Nuclei isolation for Chromatin IP - (Feb/14/2008 )
Hi everybody,
I am looking for a protocol dealing with nuclei isolation for Chromatin Immunoprecipitation. I am using transfected 293 cells and want to get rid of all the "cytoplasmic waste".
There are some protocols where people do not x-link their cells but the isolated nuclei...?
Which detergent should one use? Triton-X 100 or NP-40? and which concentration?
Thanks
I am looking for a protocol dealing with nuclei isolation for Chromatin Immunoprecipitation. I am using transfected 293 cells and want to get rid of all the "cytoplasmic waste".
There are some protocols where people do not x-link their cells but the isolated nuclei...?
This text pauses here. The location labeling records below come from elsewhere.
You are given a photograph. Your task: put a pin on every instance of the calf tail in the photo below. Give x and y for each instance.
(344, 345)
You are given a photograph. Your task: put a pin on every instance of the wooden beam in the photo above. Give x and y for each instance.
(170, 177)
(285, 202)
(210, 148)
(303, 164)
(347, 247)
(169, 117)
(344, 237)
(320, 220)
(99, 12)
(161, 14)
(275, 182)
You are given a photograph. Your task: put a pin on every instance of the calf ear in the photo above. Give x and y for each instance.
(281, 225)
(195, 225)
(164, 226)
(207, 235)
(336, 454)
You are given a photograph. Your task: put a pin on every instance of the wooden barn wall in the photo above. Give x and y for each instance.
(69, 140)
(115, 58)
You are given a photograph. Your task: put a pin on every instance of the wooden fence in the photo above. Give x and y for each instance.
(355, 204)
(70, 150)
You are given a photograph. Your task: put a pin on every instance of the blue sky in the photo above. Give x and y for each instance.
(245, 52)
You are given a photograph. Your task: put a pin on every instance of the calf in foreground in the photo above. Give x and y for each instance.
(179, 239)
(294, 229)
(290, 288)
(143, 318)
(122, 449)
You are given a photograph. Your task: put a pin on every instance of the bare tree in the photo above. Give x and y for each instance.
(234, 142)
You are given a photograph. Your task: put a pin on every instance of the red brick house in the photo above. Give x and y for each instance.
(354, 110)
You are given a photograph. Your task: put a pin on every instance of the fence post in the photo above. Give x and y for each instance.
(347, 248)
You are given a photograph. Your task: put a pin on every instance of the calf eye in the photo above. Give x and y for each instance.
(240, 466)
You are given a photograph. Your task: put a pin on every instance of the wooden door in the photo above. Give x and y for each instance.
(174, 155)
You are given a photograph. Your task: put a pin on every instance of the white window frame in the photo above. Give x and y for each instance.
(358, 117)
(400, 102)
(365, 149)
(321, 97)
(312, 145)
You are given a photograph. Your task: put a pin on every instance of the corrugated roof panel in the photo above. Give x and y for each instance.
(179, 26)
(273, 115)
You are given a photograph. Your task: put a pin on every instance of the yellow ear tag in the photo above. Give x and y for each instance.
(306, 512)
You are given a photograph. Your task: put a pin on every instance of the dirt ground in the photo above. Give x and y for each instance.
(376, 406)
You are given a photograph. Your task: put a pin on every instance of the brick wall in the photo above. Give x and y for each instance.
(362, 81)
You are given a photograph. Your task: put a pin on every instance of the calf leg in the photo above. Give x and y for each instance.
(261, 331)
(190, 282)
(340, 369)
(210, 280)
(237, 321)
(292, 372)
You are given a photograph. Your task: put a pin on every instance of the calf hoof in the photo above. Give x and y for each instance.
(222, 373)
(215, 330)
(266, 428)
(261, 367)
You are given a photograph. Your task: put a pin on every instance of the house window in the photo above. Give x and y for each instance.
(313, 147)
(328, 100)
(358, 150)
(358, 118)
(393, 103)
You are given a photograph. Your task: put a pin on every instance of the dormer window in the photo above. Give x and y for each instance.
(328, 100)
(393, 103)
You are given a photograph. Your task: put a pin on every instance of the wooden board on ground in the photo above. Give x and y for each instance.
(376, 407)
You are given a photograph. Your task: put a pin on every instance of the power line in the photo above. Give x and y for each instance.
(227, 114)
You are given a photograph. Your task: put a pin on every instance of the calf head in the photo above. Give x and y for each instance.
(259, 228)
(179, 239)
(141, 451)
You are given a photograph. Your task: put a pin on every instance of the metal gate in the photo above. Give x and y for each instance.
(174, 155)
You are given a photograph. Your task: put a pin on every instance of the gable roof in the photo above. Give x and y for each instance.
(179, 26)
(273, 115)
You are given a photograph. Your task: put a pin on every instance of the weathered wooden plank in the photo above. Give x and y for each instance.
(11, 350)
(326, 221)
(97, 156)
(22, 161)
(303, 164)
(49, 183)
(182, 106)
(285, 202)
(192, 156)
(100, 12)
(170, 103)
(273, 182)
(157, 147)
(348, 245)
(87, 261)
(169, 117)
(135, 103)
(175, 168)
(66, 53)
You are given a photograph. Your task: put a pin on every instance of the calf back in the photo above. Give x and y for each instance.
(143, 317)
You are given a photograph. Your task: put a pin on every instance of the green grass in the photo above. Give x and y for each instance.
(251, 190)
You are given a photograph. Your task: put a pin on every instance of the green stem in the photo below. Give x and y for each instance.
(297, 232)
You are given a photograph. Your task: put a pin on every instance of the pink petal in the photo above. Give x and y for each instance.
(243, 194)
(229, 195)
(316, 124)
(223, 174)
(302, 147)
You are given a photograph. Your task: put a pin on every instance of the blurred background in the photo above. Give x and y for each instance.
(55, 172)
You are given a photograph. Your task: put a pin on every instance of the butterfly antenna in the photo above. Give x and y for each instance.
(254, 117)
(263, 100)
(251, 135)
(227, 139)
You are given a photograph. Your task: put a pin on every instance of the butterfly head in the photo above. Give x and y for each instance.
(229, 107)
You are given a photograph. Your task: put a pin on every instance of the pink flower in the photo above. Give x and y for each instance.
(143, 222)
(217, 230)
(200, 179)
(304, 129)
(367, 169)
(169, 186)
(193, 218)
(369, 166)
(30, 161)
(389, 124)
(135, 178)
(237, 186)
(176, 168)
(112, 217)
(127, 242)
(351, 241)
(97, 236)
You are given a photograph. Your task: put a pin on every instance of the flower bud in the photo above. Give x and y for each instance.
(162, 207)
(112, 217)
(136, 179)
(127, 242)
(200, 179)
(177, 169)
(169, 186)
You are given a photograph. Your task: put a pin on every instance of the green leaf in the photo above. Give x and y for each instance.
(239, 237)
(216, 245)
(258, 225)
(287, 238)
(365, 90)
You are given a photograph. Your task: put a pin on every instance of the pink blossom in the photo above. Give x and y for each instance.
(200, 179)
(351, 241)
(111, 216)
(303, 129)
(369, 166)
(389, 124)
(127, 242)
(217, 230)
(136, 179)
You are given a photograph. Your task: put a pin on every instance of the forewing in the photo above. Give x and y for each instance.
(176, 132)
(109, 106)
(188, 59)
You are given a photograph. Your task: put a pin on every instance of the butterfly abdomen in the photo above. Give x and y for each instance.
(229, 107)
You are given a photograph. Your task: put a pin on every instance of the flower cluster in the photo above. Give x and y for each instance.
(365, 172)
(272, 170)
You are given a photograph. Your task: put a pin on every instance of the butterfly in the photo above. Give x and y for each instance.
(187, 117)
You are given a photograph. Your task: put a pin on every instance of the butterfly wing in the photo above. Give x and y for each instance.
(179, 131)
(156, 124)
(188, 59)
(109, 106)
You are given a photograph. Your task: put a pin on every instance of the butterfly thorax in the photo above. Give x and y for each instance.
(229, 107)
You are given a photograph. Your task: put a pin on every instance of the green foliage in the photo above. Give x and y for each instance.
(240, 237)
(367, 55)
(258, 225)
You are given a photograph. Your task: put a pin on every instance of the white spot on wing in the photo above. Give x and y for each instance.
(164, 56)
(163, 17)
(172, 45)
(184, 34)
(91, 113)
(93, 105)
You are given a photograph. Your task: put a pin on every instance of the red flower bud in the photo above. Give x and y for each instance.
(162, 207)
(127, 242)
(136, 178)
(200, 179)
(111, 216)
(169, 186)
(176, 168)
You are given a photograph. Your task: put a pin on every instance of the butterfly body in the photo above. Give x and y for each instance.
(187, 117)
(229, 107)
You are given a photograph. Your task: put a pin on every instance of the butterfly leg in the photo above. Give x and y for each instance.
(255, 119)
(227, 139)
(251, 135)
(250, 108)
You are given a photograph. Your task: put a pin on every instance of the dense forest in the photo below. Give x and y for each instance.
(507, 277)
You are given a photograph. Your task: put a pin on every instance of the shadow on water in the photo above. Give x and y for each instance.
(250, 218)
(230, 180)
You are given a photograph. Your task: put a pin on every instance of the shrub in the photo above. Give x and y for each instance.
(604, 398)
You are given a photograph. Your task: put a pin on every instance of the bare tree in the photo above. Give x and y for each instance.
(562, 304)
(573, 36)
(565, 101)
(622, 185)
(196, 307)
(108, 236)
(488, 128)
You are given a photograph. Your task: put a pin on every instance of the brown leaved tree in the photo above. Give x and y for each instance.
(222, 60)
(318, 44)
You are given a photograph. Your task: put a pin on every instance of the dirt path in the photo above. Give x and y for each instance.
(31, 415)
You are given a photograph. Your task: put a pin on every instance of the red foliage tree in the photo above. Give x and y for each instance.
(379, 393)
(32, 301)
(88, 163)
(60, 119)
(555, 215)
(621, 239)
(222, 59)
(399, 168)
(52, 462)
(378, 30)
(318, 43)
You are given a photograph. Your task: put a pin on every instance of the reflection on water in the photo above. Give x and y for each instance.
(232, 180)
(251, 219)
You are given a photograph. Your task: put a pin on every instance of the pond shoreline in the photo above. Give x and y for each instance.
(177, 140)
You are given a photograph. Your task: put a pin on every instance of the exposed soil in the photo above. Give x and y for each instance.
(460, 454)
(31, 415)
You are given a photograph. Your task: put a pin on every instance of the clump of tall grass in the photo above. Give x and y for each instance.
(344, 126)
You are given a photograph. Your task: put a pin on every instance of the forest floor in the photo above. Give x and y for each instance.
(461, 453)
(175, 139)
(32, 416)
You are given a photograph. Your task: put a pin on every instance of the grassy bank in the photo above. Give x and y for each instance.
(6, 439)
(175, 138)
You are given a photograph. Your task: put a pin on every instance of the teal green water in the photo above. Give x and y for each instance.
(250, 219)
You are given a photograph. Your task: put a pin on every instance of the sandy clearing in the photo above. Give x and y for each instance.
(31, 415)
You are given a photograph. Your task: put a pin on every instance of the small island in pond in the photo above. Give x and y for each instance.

Which detergent should one use? Triton-X 100 or NP-40? and which concentration?
Thanks
I lyse my cells in 10mM Tris pH 8, 10mM NaCl, 0.2% NP-40 (added fresh on the day) + protease inhibitors. After spinning down, removing the supernatant will get rid of the ~cytoplasmic waste~. Then I lyse the nuclei in 50mM Tris pH8.1, 10mM EDTA pH8.0, 1% SDS + protease inhibitors and proceeed to sonicate.
Hope this helps
Thanks Clare for your help,
what do you or anyone else here think about crosslinking the nuclei after having prepared the nuclei ?
what do you or anyone else here think about crosslinking the nuclei after having prepared the nuclei ?
I personally wouldn't, as lysis steps etc are likely to dissociate proteins from DNA
what do you or anyone else here think about crosslinking the nuclei after having prepared the nuclei ?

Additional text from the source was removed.